Expectations for custom data parallel implementations

ananthsub · September 11, 2020, 5:37pm

I have a need to use a custom DDP implementation. With Lightning, the API and docs are unclear as to whether I need to extend LightningDistributedDataParallel, or if I can directly extend torch DistributedDataParallel.

The docs suggest configure_ddp should work with torch DistributedDataParallel: https://pytorch-lightning.readthedocs.io/en/latest/lightning-module.html#configure-ddp

However, there are spots in Lightning which rely on checking isinstance of the custom Lightning overrides: https://github.com/PyTorchLightning/pytorch-lightning/blob/master/pytorch_lightning/trainer/model_connector.py#L31-L34

The Lightning DDP also forwards calls to train/val/test step. Is this a requirement for custom DDP implementations when used with Lightning?

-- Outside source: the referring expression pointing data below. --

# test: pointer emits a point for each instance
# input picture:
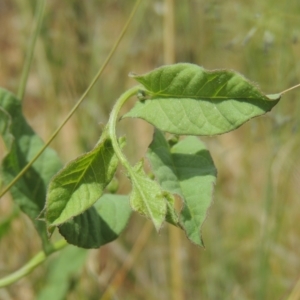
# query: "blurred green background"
(252, 231)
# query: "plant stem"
(113, 121)
(30, 49)
(31, 265)
(24, 170)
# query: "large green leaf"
(187, 99)
(100, 224)
(185, 169)
(147, 198)
(22, 144)
(80, 183)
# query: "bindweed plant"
(183, 100)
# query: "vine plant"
(182, 99)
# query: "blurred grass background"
(252, 234)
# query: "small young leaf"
(100, 224)
(186, 169)
(22, 145)
(80, 183)
(189, 100)
(146, 197)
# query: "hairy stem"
(113, 121)
(31, 265)
(24, 170)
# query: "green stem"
(30, 50)
(31, 265)
(24, 170)
(113, 121)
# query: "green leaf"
(22, 145)
(80, 183)
(185, 169)
(100, 224)
(147, 198)
(62, 272)
(187, 99)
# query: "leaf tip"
(274, 97)
(132, 74)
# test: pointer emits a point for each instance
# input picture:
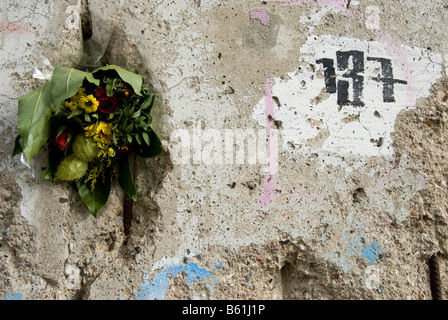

williamfalcon · September 11, 2020, 5:51pm

yeah, good points here. these were some of the initial designs of the lightningmodule. but as we’ve evolved, i think it’s clear that a custom ddp implementation should not live in a lightning module.

For that, i think you can use the accelerator class to implement your own accelerator. Although this is something that we’re working on to enable custom accelerator implementations.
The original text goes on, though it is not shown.